Now that we have our final data, we can attempt to see if there’s any correlation between amenities offered by hotels and their TripAdvisor ratings.

library(ggplot2)
library(reshape2)

# Boxplot
ggplot(hotel_scores, aes(y = Score, x = Hotel.name)) + geom_boxplot() + theme(axis.text.x = element_text(angle = 60, hjust = 1)) + labs(title = "Boxplot of Hotel Scores", x = "Hotels", y = "Scores")

# As we see in the boxplot, several hotels have medians at the maximum score of 5
# Very impressive!  Now let's see how the scores breakdown for each individual hotel.
temp <- unique_hotels[,c("Hotel.name", "r1", "r2", "r3", "r4", "r5")]
melted_data <- melt(temp, id.vars = "Hotel.name")

ggplot(melted_data, aes(Hotel.name, value, col = variable)) + geom_point() + stat_smooth() + theme(axis.text.x = element_text(angle = 60, hjust = 1)) + labs(title="Number of scores for each hotel", x = "Hotels", y = "Number of scores")

## `geom_smooth()` using method = 'loess'

# This is a lot of data, but we see some interesting things.
# Encore at Wynn, Cosmopolitan, Venetian, Trump International, and the Wynn all
# have earned 15 or more 5 ratings from TripAdvisor users.
# Let's see if amenities might have helped them.

ggplot(unique_hotels, aes(x = Pool)) + geom_bar() + ggtitle("Number of hotels with a pool")

ggplot(unique_hotels, aes(x = Gym)) + geom_bar() + ggtitle("Number of hotels with a gym")

ggplot(unique_hotels, aes(x = Tennis.court)) + geom_bar() + ggtitle("Number of hotels with a tennis court")

ggplot(unique_hotels, aes(x = Spa)) + geom_bar() + ggtitle("Number of hotels with a spa")

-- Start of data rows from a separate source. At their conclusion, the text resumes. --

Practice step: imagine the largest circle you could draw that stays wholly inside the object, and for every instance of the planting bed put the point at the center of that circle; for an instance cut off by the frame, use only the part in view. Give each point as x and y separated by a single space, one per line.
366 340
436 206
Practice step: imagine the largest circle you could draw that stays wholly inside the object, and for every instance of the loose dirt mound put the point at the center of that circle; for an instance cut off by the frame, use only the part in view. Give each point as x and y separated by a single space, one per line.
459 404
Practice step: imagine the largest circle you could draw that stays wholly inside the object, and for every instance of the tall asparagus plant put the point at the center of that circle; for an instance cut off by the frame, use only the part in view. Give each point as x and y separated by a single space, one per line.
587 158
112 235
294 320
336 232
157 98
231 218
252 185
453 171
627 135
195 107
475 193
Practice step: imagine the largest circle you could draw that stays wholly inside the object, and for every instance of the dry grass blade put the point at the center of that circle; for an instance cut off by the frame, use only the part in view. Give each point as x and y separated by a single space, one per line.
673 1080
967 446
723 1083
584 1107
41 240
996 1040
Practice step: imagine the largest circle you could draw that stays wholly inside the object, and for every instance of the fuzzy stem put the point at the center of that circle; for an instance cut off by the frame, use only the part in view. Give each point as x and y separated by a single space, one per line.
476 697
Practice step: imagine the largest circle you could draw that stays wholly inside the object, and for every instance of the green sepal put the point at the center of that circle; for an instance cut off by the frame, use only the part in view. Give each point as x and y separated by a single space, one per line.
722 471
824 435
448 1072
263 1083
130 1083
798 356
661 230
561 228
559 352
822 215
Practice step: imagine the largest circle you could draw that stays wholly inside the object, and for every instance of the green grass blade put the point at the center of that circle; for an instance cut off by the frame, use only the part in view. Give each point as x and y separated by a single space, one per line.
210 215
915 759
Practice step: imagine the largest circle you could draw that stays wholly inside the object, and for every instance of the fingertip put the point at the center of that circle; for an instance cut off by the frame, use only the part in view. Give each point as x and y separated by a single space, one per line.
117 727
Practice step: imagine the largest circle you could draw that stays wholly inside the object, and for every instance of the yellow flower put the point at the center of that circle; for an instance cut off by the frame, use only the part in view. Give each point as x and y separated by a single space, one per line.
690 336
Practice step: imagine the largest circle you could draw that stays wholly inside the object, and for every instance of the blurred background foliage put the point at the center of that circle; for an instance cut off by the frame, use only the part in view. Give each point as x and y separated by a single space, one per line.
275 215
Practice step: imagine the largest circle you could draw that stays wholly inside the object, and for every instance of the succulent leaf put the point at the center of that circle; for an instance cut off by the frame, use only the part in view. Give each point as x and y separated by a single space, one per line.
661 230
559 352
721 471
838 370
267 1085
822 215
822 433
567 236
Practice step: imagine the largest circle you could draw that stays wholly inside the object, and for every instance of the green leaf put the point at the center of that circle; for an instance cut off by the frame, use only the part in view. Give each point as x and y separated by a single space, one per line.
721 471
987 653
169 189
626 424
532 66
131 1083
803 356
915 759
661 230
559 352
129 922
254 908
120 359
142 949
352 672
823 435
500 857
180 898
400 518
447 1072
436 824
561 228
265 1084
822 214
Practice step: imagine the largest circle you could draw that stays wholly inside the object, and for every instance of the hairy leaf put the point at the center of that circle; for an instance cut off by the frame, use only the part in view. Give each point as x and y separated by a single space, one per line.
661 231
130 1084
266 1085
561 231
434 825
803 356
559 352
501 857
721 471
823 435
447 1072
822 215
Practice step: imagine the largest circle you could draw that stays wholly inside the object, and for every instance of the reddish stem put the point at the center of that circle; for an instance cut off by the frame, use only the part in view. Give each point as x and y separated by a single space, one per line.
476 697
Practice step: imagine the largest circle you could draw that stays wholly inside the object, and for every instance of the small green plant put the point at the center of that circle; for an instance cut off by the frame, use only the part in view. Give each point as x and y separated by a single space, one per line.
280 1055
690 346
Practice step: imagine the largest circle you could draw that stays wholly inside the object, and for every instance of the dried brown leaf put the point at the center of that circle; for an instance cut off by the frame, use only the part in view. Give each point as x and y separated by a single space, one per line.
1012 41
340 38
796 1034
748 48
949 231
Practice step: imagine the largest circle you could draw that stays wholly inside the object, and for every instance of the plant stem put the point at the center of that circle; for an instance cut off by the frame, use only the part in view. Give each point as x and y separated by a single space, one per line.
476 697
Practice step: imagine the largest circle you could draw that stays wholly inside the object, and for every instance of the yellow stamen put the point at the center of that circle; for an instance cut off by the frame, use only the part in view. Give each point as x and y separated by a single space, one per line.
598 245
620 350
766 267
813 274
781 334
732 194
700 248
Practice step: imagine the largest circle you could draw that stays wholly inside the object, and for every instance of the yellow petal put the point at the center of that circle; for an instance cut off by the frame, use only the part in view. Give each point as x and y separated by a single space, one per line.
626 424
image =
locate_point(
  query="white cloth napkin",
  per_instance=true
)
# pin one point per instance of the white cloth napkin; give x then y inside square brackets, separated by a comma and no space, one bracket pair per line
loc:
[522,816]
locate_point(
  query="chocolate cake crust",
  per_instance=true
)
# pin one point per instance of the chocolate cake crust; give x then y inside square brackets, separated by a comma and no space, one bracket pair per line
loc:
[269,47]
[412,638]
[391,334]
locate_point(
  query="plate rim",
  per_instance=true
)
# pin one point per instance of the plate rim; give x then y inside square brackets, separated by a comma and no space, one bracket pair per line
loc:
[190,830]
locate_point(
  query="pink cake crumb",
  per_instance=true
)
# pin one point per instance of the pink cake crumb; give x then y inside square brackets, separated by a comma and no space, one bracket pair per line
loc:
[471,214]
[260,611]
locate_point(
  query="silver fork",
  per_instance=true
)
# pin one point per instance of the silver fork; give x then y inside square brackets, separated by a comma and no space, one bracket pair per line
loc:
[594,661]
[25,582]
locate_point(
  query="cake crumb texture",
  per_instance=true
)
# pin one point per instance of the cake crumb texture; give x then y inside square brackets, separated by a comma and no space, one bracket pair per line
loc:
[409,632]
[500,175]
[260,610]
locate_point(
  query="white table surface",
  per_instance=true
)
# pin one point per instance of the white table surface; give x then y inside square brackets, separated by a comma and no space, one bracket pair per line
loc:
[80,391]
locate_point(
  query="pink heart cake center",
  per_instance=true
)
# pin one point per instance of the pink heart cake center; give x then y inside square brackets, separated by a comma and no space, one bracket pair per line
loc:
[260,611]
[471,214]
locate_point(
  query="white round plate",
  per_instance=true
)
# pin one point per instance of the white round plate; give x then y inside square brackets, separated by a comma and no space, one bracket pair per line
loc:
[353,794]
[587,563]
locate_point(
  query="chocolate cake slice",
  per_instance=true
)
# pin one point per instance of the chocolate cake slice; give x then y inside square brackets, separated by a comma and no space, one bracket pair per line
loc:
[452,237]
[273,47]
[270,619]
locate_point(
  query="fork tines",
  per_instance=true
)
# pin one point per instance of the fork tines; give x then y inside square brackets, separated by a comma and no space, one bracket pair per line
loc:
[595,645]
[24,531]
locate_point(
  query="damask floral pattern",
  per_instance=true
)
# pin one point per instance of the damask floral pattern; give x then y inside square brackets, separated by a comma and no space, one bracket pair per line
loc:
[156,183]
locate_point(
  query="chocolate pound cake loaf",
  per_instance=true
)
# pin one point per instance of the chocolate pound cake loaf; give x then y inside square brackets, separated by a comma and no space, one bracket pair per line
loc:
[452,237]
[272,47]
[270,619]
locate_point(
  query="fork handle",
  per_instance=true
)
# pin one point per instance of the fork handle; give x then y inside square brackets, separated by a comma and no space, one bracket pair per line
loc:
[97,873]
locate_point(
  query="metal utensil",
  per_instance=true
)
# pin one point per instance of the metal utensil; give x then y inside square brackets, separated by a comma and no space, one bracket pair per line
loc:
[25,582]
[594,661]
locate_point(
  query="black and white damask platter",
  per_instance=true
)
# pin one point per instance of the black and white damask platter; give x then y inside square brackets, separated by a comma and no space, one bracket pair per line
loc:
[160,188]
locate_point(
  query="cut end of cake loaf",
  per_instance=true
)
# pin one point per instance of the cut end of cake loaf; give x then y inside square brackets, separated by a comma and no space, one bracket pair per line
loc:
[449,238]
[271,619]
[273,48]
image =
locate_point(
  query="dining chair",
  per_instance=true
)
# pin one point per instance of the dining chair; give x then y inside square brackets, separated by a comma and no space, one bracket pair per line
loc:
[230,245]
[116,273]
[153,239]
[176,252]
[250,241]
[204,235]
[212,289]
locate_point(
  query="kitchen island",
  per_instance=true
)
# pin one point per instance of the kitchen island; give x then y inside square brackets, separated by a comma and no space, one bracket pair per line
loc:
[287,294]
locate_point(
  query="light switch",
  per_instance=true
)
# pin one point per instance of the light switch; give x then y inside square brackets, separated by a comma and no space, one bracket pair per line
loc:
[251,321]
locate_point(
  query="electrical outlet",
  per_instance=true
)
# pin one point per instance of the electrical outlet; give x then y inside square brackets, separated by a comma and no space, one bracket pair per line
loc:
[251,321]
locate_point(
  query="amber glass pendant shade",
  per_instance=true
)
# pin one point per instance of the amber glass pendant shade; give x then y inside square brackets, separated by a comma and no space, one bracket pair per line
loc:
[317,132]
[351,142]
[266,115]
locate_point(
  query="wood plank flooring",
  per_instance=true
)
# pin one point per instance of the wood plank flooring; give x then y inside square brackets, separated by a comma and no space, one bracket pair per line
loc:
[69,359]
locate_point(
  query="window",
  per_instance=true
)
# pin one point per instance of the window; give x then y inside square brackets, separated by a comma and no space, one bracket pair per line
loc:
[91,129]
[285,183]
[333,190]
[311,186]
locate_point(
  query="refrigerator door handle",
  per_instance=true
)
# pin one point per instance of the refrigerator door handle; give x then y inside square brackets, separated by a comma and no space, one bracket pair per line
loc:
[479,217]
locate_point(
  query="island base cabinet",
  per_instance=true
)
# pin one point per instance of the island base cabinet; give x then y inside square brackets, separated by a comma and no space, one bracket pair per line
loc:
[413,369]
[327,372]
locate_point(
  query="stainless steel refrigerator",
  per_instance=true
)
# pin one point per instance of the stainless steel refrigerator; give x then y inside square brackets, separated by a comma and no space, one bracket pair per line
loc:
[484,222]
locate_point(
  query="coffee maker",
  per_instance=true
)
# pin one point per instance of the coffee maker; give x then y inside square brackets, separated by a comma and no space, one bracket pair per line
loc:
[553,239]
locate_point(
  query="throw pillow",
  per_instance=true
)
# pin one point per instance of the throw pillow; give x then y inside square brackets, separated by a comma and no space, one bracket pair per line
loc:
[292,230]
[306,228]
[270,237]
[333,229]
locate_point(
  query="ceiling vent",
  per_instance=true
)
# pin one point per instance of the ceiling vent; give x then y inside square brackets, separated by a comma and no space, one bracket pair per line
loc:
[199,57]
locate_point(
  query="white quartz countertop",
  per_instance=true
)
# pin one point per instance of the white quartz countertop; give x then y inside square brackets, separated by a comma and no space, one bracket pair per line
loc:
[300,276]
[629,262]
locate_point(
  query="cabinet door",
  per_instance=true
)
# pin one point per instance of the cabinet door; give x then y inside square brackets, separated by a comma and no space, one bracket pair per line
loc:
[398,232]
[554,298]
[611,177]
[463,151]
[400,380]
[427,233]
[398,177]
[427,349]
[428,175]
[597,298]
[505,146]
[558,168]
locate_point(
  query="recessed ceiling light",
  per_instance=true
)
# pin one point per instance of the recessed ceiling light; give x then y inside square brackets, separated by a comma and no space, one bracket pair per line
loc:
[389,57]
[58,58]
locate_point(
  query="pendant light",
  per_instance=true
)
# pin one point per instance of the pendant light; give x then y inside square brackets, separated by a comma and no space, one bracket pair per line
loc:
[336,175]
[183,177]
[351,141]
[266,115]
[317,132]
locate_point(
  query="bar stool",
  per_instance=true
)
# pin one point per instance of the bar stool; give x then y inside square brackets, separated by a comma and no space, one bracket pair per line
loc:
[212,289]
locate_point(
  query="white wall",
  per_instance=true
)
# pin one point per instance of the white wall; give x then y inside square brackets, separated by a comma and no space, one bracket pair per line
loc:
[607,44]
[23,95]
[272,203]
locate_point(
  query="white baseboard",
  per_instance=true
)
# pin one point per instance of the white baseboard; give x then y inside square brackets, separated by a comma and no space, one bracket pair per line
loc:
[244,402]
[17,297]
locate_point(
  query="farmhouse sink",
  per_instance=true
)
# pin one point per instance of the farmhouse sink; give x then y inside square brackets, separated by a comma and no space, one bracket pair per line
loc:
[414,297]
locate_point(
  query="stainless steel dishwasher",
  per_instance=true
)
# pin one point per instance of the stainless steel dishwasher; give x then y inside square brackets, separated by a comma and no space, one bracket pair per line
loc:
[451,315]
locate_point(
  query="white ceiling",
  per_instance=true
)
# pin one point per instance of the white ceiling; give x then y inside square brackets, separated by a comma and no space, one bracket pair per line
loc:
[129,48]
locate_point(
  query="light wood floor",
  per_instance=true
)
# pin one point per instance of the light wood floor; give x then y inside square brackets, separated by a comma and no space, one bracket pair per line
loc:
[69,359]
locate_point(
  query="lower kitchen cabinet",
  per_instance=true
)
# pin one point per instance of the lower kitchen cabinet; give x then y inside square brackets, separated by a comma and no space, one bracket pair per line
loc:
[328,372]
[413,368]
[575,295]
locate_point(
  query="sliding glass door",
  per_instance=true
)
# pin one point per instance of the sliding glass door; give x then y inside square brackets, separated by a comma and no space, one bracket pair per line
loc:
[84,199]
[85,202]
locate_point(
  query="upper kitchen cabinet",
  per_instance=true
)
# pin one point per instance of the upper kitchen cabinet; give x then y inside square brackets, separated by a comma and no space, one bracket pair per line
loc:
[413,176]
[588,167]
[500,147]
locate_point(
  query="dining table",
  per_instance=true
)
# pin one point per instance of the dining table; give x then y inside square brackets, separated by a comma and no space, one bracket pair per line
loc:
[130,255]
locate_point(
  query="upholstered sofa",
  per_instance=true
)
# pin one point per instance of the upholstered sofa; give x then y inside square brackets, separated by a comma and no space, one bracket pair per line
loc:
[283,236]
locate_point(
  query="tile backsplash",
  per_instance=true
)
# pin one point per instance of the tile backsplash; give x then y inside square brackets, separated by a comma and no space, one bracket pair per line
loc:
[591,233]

ggplot(unique_hotels, aes(x = Casino)) + geom_bar() + ggtitle("Number of hotels with a casino")

ggplot(unique_hotels, aes(x = Free.internet)) + geom_bar() + ggtitle("Number of hotels with free internet")

# Well, with the exception of a spa, most hotels seem to have similar amenities.
# Let's focus on star ratings
high_list <- c("Encore at wynn Las Vegas", "The Cosmopolitan Las Vegas", "The Venetian Las Vegas Hotel", "Trump International Hotel Las Vegas", "Wynn Las Vegas")

best_hotels <- hotel_scores[hotel_scores$Hotel.name %in% high_list, ]
best_unique <- unique_hotels[unique_hotels$Hotel.name %in% high_list, ]

ggplot(best_unique, aes(Hotel.stars)) + geom_bar() + ggtitle("Quality of hotel stars among the highest rated hotels")

# So among our highest rated hotels, all of them are considered to be 5-star!
# Let's also examine the number of rooms, to see if that has any impact

ggplot(best_unique, aes(x = Hotel.name, y = Nr..rooms)) + geom_point() + theme(axis.text.x = element_text(angle = 60, hjust = 1)) + ggtitle("Number of rooms for each hotel")

# There is a wide disparity in the number of rooms.  The Venetian has over 4000, # while Trump International has a little over a 1000!  Yet, they earned the same
# number of 5 ratings by TripAdvisor visitors!

Conclusion

In short, our data isn’t of high enough quality to evaluate whether amenities affect TripAdvisor ratings.

We can roughly conclude that the star rating of a hotel might influence a visitor, as the top rated hotels were all 5-star hotels. Sadly, most of the amenity data is binary. It would have been better to know if the quality of the amenities affected ratings. Perhaps the hotels that earned 5-star ratings have better internet, gyms, pools, or casinos. Perhaps the quality of Trump International’s rooms allowed it to match the massive Venetian. We can’t really tell with this data.

Still, it might be that the old adage is true: you get what you pay for.